Propos recueillis par Marcello Iannarelli
World Geostrategic Insights : Dans un article de la National Review du 12 avril 2013, « The Case for Supporting Assad », vous avez déclaré que « lorsque les ennemis de l'Occident sont en conflit, il est dans notre intérêt d'aider le camp perdant ». À propos de la Syrie, vous avez ajouté : « Il est vrai que la survie d'Assad profite à Téhéran qui est le régime le plus dangereux de la région.

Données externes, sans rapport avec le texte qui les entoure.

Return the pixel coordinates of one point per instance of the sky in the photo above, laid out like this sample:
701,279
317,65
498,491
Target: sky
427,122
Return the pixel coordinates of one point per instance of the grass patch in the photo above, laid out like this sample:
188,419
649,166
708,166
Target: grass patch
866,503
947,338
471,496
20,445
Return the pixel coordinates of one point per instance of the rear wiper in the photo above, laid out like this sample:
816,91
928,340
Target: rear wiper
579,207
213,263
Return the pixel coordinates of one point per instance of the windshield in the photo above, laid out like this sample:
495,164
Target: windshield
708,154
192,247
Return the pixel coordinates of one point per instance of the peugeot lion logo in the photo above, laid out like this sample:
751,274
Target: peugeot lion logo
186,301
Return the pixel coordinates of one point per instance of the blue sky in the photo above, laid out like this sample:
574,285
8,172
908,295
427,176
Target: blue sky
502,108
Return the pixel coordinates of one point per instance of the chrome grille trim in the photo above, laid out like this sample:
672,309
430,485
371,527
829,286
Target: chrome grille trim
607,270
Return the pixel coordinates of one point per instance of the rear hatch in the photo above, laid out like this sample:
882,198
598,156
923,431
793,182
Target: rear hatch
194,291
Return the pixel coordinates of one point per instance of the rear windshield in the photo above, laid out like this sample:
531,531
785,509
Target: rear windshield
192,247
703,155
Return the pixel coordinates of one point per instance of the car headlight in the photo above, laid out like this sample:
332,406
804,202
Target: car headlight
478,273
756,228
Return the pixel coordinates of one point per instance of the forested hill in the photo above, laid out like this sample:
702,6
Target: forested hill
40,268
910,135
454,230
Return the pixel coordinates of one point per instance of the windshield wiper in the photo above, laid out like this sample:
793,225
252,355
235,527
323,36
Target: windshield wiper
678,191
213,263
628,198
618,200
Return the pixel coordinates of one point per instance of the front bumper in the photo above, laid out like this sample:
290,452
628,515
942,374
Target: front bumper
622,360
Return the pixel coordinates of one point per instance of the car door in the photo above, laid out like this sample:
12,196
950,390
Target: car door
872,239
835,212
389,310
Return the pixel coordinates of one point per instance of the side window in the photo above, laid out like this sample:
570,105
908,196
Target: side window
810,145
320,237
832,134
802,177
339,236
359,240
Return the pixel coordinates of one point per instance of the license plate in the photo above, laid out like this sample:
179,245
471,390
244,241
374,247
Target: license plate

Toutefois, une victoire des rebelles renforcerait considérablement le gouvernement turc de plus en plus voyou, tout en renforçant les djihadistes et en remplaçant le gouvernement Assad par des islamistes triomphants et enflammés. » Douze ans plus tard, maintenez-vous ce constat ?
Daniel Pipes : Oui – et merci d'avoir rappelé cette citation. Une idéologie morte, une économie exsangue et une guerre civile perpétuelle signifiaient que le régime d'Assad, pitoyable et à bout de souffle, représentait un danger limité pour les intérêts occidentaux. Nous ne savons pas comment le gouvernement de transition syrien de Hayat Tahrir al-Cham (HTC) dirigé par Ahmed al-Charaa se comportera. Cependant, deux facteurs me rendent pessimiste : Charaa est un djihadiste issu d'Al-Qaïda et de l'EI et il travaille en étroite collaboration avec le régime dynamique, agressif et idéologique de la Turquie.
![]() Charaa (à gauche) et Erdoğan se tiennent la main à Istanbul, le 4 février 2025. |
DP : Bien que Recep Tayyip Erdoğan soit le dirigeant puissant et quasi dictatorial d'un grand pays depuis plus de vingt ans, la Turquie possède des institutions qui remontent à un siècle et que même lui ne peut feindre d'ignorer. Notons, par exemple, ses récentes défaites électorales dans les deux plus grandes villes du pays, Istanbul et Ankara. En revanche, au terme de la guerre civile de 2011-2024 qui a plongé la Syrie dans l'anarchie, Erdoğan a aidé son agent islamiste HTC à prendre le pouvoir et s'est ainsi créé l'occasion unique d'établir un État djihadiste sunnite. Prenons l'exemple le plus évident : Erdoğan peut appeler à la destruction d'Israël et aider son ennemi du Hamas mais il ne peut pas réellement recourir à la violence contre l'État juif alors que son agent syrien, lui, le peut.
WGI : Quelles sont vos attentes en termes de relations entre Israël et la Syrie ?
DP : Je vois de la part de Damas envers Israël une hostilité persistante qui est aujourd'hui plus marquée qu'au cours des décennies précédentes. Le régime d'Assad, celui du père Hafez (1970-2000) et du fils Bachar (2000-2024), était ancré dans la communauté alaouite. Toujours suspecté par les sunnites de ne pas être vraiment antisioniste, il compensait par son agressivité. Maintenant que les sunnites ont pris toutes les commandes, ils vont pouvoir exprimer pleinement leur antisionisme invétéré.
À court terme, Israël a, certes, bénéficié du renversement du régime d'Assad par HTC et de la réduction conséquente de la puissance iranienne au Liban. En outre, l'anarchie a permis aux forces israéliennes de détruire une grande partie de l'arsenal syrien et de créer des zones tampons dans le pays. À long terme, cependant, je prévois des problèmes majeurs à mesure que l'économie et l'armée syriennes se rétabliront.
WGI : À la mi-mai, le président Donald Trump a annoncé la levée des sanctions américaines contre la Syrie et a rencontré Charaa. Pouvez-vous donner votre avis sur ces mesures.
![]() Charaa serre la main de Trump sous le regard approbateur de Mohammed ben Salmane à Riyad, le 14 mai. |
DP : Voilà un autre exemple de la diplomatie peu orthodoxe de Trump. Il a pris cette mesure d'une part à la demande de ses amis du Moyen-Orient (Erdoğan, Mohammed ben Salmane, Mohamed ben Zayed) et d'autre part, pour contrecarrer la politique menée depuis des décennies par ses prédécesseurs qu'il méprise viscéralement. Étant donné que je vois le nouveau gouvernement syrien comme un outil djihadiste d'Ankara, le fait de lui accorder des avantages sans conditions me semble être une erreur.